Thursday, February 2, 2012

"to love at all is to be vulnerable. love anything, and your heart will certainly be wrung and possibly broken. if you want to make sure of keeping it intact, you must give your heart to no one, not even to an animal. wrap it carefully round with hobbies and little luxuries; avoid all entanglements; lock it up safe in the casket or coffin of your selfishness. but in that casket- safe, dark, motionless, airless--it will change. it will not be broken; it will become unbreakable, impenetrable, irredeemable.” -clive staples lewis


yes. pessimist, optimist, whatever you may be, the idea of being vulnerable is troublesome, perilous and often more beneficial to avoid. we risk when we open ourselves to loving anything in any way. i believe a big part in being willing to risk is whether we are able to trust. in fact they are merely incomplete without one another. inseperable. 
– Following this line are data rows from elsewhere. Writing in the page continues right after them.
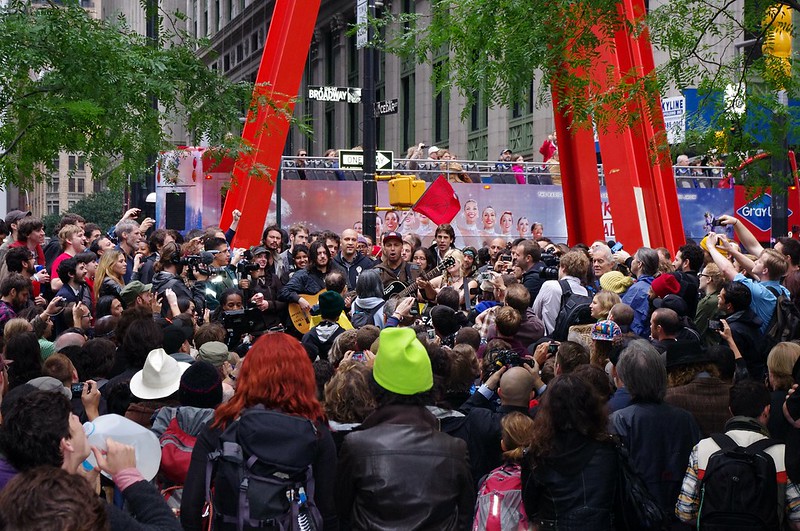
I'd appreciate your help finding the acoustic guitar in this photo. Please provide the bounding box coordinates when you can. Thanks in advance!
[288,290,355,335]
[382,256,456,299]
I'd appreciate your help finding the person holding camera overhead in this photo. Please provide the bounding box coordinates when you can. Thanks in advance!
[238,245,287,332]
[532,251,591,336]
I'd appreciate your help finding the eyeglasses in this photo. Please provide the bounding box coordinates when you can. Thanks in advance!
[698,273,709,278]
[298,152,307,157]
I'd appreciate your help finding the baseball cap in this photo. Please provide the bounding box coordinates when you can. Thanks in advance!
[382,231,403,244]
[5,210,31,226]
[120,281,153,308]
[428,146,440,156]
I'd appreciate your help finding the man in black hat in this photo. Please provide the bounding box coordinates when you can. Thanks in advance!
[664,340,731,437]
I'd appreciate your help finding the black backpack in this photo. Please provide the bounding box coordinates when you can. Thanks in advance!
[763,286,800,350]
[551,280,593,341]
[351,301,385,328]
[697,433,780,531]
[205,405,323,531]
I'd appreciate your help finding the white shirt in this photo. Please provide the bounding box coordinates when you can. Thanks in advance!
[532,275,588,335]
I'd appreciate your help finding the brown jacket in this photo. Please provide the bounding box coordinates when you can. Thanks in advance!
[665,376,732,438]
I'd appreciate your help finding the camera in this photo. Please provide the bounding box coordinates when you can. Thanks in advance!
[547,342,559,355]
[222,308,264,349]
[352,351,367,362]
[476,266,494,284]
[488,349,526,375]
[236,260,260,276]
[540,253,560,280]
[426,328,436,341]
[710,218,725,227]
[708,319,723,331]
[71,382,90,397]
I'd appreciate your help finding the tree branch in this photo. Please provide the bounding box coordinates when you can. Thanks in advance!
[0,123,32,159]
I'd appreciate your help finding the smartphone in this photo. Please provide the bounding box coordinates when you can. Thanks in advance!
[351,351,366,362]
[70,382,90,397]
[426,329,436,340]
[547,342,559,355]
[500,254,512,262]
[708,320,723,331]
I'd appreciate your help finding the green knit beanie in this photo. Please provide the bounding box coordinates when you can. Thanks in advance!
[373,328,433,395]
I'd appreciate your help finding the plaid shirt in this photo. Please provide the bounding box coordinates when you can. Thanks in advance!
[676,429,800,524]
[0,300,17,332]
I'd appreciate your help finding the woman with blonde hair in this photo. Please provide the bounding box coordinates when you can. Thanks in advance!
[420,249,478,309]
[95,249,126,301]
[767,342,800,441]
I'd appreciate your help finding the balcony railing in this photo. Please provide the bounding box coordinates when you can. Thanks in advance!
[278,157,727,189]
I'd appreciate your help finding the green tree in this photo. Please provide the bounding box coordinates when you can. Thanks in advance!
[0,0,282,189]
[41,189,124,235]
[380,0,800,184]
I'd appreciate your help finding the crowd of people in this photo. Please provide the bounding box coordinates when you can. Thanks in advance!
[0,204,800,530]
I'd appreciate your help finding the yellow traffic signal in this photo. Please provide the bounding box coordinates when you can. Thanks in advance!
[763,5,792,82]
[388,175,425,207]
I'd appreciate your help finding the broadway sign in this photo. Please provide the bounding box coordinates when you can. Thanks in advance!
[307,86,362,104]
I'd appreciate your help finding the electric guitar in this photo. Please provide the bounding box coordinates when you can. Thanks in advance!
[382,256,456,299]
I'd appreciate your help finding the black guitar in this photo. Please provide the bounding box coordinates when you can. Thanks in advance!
[382,256,456,299]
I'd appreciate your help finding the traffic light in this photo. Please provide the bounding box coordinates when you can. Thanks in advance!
[762,5,792,83]
[387,175,425,208]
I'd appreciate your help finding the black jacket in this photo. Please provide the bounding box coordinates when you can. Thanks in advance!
[522,263,546,306]
[151,271,206,315]
[724,308,766,379]
[675,270,700,318]
[522,432,618,531]
[278,266,341,303]
[336,404,474,530]
[458,391,531,486]
[332,252,374,291]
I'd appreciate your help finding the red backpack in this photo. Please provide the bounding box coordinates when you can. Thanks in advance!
[473,462,531,531]
[158,416,198,485]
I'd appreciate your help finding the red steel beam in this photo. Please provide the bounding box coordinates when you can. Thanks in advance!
[220,0,321,247]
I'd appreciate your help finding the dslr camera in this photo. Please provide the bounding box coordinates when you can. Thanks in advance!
[487,349,526,375]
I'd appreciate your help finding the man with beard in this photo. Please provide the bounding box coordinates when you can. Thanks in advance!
[279,240,342,314]
[55,257,94,334]
[0,273,31,332]
[375,232,417,291]
[429,224,456,267]
[261,225,286,279]
[334,229,374,291]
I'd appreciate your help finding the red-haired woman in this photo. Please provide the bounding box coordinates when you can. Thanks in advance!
[180,333,338,531]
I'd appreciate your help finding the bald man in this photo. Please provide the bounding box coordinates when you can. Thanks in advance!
[333,228,374,291]
[458,365,535,486]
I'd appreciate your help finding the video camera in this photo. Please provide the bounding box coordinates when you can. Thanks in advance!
[221,307,265,349]
[540,252,560,280]
[177,251,226,278]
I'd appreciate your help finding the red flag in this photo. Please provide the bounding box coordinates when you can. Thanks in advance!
[412,176,461,225]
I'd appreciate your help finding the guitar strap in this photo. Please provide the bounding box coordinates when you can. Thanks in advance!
[463,277,471,312]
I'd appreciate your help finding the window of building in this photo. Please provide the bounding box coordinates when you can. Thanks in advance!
[224,53,231,72]
[77,177,85,194]
[325,108,335,152]
[68,156,76,171]
[48,176,59,193]
[47,199,59,215]
[51,157,59,170]
[402,73,415,150]
[325,31,335,85]
[77,156,85,171]
[69,177,75,193]
[432,59,449,145]
[236,43,244,63]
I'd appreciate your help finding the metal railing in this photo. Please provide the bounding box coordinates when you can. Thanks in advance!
[279,157,727,188]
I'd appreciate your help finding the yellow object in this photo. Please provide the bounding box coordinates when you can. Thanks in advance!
[388,175,426,207]
[763,5,793,82]
[699,235,730,258]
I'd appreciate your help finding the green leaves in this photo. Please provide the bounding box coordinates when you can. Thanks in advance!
[0,0,259,189]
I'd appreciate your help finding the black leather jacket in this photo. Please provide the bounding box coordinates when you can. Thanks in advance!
[336,405,474,530]
[522,432,618,531]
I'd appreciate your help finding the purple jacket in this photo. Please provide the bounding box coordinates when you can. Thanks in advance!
[0,456,17,490]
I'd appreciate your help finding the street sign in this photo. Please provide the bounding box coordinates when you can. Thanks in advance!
[374,98,399,117]
[356,0,368,49]
[339,150,394,171]
[307,86,361,103]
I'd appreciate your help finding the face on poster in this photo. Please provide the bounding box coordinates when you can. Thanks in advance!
[267,182,569,248]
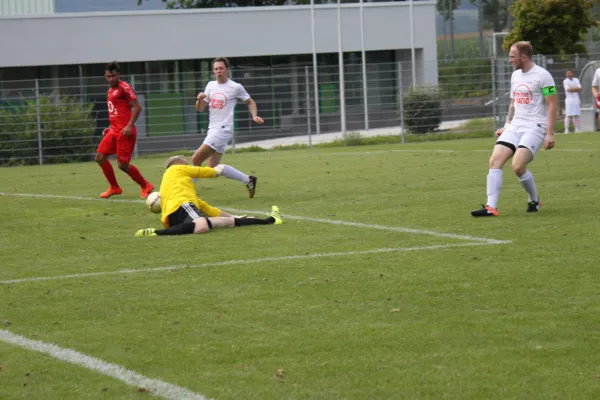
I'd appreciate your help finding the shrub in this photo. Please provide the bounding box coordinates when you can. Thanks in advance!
[0,95,96,166]
[401,87,442,134]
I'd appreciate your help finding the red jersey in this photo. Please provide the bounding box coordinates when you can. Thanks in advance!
[107,81,137,130]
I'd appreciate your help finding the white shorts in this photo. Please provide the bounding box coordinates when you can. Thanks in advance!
[203,128,232,154]
[565,101,580,116]
[496,123,545,156]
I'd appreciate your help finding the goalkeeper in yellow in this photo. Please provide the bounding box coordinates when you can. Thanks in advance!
[135,155,282,237]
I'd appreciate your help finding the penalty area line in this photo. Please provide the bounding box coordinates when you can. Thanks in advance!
[0,192,510,244]
[0,241,508,285]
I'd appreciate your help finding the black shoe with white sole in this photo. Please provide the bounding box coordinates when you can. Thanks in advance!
[246,176,257,198]
[527,199,542,212]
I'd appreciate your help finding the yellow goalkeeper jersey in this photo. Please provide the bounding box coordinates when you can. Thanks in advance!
[159,165,221,227]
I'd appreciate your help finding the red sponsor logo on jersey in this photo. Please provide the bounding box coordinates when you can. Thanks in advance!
[514,84,533,105]
[210,93,227,110]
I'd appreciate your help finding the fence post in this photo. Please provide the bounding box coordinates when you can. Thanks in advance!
[398,61,405,144]
[35,79,43,165]
[313,63,321,136]
[78,65,85,105]
[305,66,312,148]
[491,56,497,133]
[360,20,369,131]
[230,68,236,154]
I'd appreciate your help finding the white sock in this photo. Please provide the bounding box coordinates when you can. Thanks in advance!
[517,170,538,202]
[564,116,570,132]
[221,165,250,184]
[574,116,580,131]
[486,169,503,209]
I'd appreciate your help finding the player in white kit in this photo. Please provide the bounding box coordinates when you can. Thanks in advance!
[591,67,600,131]
[471,41,557,217]
[192,57,264,198]
[562,69,581,134]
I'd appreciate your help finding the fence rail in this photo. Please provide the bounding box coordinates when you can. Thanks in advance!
[1,53,599,166]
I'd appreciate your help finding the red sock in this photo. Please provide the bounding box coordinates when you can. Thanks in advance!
[99,161,119,188]
[126,164,149,188]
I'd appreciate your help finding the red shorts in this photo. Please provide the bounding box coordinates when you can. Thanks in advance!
[97,127,137,164]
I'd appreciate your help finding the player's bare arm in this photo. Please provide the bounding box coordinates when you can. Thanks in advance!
[196,93,207,112]
[593,86,600,98]
[544,93,557,150]
[506,99,515,124]
[495,99,515,137]
[245,98,264,124]
[123,99,142,136]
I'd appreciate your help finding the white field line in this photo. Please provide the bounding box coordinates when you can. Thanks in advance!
[0,329,209,400]
[0,242,507,285]
[322,148,597,157]
[0,192,509,244]
[224,207,507,244]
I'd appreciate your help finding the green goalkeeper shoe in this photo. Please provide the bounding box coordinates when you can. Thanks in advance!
[135,228,157,237]
[269,205,283,225]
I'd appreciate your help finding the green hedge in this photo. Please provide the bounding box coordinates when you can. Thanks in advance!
[401,87,442,134]
[0,95,96,166]
[438,59,492,99]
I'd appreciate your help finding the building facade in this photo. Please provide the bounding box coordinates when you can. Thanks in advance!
[0,1,438,154]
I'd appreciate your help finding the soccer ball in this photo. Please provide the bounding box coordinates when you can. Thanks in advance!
[146,191,161,214]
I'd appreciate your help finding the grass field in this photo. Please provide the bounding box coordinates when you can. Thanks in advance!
[1,133,600,399]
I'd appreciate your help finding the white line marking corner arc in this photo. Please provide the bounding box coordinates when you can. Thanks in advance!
[0,329,209,400]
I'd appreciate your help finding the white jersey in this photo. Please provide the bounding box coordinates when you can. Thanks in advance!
[593,68,600,110]
[592,68,600,89]
[563,77,581,103]
[510,64,556,127]
[202,79,250,130]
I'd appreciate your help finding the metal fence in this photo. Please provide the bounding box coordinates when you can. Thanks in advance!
[1,53,599,166]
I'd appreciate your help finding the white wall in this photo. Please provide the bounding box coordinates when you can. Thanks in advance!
[0,2,437,70]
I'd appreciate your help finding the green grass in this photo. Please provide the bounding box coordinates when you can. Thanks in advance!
[2,134,600,399]
[449,117,494,133]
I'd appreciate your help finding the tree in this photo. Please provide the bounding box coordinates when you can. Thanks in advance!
[503,0,597,55]
[470,0,509,33]
[436,0,461,60]
[592,1,600,20]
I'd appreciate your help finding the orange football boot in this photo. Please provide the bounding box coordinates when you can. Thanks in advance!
[100,187,123,199]
[140,183,155,199]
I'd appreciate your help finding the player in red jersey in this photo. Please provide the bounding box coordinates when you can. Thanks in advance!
[95,61,154,199]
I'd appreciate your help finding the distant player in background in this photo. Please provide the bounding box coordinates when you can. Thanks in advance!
[562,69,581,134]
[95,61,154,199]
[135,155,282,237]
[591,66,600,130]
[471,41,557,217]
[193,57,264,198]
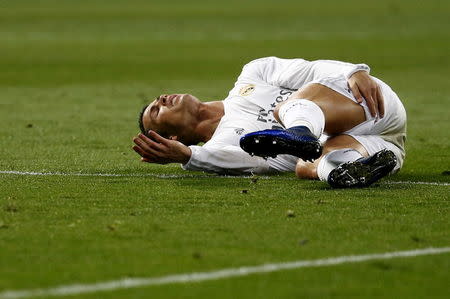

               trust (n): a person on whom or thing on which one relies: God is my trust.
maybe i'm speaking solely for myself; always believing letting people in would take much too high a risk while life could easily continue on the comfortable track. with people left and right being heart broken, hurt, confused--there was no need to get tangled in all of the sort. and yet, there's always the lingering cliche that you never fully learn except through your own experiences. but there was no way. that was too far-fetched to be true. how could this individualistic society all be led to endure the same experiences to attain these relatable ideals. after all, that is the purpose books, history, stories, music etc. are intended, right?!  i'd love so much to believe that i haven't in some ways wasted so many years yearning to protect my days, to save myself from possible suffering.  i'm humbly reminded by Clive himself that life is so much more than looking back one day and saying "oh boy i'm glad i never went beyond my own mind and felt vulnerable for once, missing out on opportunities to learn about myself and more importantly people!" no. oh no. so silly. i mean really, i wont let that be me. & i was actually reminded of this rather recently through an experience in which i deeply believe I could've only learned tangibly rather than vicariously by any means. but hey we all need some slack, i had to discover this whole experience thing eventually, it just came a little later in the game. i want to live my life really feeling my emotions, not looking at them in some intellectual way (as far as this mind is "intellectual" haha) i won't let my heart be locked away or distracted. by no means is this a right of passage for 'wearing my heart on my sleeve' in any case...but i suppose i am choosing to weigh relationships (in all forms) in a different light and remember not to wrap it with hobbies and earthly things. to truly feel why God created this heart in me sounds awful nice. this i believe, is what the Lord wants for my life, my heart and especially my relationship with Him. At the end of the day, this is my commitment to being vulnerable.